At the height of his popularity in Oregon, Nader drew 10,000 people to a rally at Memorial Coliseum in Portland in 2000 and won 5 percent of the presidential vote in the state that year.
But four years later, many Democrats said he siphoned votes from Democrat Al Gore, and they blamed him for the first four years of the Bush presidency. He didn't make the ballot in Oregon despite several attempts.
Nader later filed a lawsuit against Bradbury, claiming that elections officials obstructed his attempts to get onto the ballot. The Oregon Supreme Court dismissed the case.
Nader has already qualified for the 2008 ballot in a handful of other states, including Missouri, Connecticut, South Dakota, Montana and California. Efforts to get him on the ballot are ongoing in Virginia, Kansas and Alabama, among other states.
Oregon has five other minor parties: Constitution, Independent, Libertarian, Pacific Greens and Working Families.
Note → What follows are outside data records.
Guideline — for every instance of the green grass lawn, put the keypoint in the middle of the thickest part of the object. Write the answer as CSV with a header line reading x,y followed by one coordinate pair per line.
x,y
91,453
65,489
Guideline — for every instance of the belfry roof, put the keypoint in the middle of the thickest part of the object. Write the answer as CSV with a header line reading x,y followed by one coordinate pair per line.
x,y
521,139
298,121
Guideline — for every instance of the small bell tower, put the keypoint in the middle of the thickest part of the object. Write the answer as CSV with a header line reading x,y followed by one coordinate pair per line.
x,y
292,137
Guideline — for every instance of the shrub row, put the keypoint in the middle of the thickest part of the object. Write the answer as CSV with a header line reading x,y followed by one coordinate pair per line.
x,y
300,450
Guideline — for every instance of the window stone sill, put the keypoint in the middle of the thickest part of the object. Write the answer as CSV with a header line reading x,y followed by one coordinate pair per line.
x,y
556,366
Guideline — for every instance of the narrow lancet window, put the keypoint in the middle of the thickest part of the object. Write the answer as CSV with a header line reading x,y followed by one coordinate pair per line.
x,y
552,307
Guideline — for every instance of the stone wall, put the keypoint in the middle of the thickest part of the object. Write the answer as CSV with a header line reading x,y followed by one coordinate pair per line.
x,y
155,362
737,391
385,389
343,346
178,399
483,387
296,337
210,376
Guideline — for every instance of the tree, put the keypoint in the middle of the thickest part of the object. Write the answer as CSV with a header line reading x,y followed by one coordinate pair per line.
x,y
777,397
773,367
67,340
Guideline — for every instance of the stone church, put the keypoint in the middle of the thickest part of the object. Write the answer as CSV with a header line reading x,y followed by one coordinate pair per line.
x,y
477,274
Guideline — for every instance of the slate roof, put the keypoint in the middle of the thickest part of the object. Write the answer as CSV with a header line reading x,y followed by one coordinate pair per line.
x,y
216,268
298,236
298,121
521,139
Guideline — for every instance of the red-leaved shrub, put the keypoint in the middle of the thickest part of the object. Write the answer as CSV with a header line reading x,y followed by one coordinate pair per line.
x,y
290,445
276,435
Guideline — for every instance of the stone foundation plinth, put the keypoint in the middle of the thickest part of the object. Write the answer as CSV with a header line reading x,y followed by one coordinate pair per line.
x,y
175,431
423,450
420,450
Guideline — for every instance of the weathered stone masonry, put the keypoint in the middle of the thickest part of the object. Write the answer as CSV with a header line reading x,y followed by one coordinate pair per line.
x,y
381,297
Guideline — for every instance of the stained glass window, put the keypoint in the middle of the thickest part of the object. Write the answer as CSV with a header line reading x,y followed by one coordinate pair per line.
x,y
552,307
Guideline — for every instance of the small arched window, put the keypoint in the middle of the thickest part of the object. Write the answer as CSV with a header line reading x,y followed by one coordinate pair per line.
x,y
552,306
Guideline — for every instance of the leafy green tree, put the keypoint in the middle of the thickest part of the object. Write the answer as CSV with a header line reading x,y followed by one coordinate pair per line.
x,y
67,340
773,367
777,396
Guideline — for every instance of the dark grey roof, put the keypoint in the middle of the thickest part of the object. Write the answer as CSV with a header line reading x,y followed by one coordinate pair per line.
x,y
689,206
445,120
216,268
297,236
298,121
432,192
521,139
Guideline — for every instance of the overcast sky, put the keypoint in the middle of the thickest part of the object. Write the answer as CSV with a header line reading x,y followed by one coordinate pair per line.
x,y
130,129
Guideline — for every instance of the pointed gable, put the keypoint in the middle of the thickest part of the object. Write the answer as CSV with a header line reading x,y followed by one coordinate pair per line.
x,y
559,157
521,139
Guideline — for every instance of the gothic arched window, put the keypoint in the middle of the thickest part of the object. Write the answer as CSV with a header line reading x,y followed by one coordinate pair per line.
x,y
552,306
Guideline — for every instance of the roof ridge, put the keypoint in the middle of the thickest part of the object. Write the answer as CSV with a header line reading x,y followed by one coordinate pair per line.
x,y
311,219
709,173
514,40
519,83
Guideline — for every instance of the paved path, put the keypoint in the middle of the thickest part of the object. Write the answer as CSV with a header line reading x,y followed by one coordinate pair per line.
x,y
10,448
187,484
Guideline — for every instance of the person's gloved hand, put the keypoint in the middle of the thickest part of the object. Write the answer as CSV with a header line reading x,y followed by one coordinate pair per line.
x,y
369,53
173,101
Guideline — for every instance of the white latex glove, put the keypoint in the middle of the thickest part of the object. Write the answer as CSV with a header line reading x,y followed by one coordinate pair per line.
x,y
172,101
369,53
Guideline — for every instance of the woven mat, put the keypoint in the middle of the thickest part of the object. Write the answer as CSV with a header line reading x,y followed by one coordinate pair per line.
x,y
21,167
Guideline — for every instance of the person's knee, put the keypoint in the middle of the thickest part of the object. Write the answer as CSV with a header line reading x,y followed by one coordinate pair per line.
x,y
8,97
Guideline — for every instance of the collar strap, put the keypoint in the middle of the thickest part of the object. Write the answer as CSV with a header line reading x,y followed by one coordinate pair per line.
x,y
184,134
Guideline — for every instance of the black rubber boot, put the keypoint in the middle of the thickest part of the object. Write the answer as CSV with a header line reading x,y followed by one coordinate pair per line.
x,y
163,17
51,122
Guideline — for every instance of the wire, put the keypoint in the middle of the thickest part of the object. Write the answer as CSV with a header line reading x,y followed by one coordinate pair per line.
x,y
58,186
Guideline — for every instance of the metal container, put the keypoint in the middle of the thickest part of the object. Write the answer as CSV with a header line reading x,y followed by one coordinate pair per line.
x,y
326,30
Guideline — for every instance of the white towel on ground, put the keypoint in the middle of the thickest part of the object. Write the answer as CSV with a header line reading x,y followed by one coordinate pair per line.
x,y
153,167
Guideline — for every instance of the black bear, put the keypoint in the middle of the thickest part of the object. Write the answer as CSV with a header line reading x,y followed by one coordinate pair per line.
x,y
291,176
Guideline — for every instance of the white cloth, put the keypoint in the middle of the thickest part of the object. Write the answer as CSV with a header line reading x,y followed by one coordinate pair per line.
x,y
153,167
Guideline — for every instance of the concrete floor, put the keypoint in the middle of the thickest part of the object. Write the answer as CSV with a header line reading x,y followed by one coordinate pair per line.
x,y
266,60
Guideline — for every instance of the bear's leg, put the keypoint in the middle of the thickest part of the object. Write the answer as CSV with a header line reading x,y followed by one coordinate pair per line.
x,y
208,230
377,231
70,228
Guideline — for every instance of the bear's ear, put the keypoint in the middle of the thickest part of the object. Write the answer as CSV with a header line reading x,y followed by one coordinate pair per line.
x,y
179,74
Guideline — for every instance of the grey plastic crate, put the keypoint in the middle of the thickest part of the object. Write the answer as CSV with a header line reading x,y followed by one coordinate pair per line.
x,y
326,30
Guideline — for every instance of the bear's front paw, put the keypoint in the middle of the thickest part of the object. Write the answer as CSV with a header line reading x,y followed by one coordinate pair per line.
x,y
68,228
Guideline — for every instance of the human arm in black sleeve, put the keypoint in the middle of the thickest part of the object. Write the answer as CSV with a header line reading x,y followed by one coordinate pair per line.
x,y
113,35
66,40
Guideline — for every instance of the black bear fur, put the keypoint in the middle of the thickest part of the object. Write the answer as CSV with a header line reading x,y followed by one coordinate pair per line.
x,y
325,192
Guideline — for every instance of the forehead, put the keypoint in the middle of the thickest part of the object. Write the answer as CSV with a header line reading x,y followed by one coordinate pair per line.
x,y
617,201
To form a political party, Peace Party backers needed to collect 20,693 valid signatures, or 1.5 percent of the total votes cast for governor in the last election.
Elections officials said they turned in 33,858 and that about 77 percent of those signatures were valid, a relatively high rate. To remain a recognized statewide party, parties must capture — percent of the total vote cast for any office, or have at least one-half of — percent of the total number of registered voters in the state belong to their party. That's about 10,200 voters.
Greg Kafoury, a longtime Nader supporter, said he envisioned a future for the Peace Party beyond the 2008 election.
"Both (Barack Obama and John McCain) want to escalate in Afghanistan. They are both threatening Iran. Neither one wants to withdraw completely from Iraq," Kafoury said. "There might be some use for a peace party, don't you think?"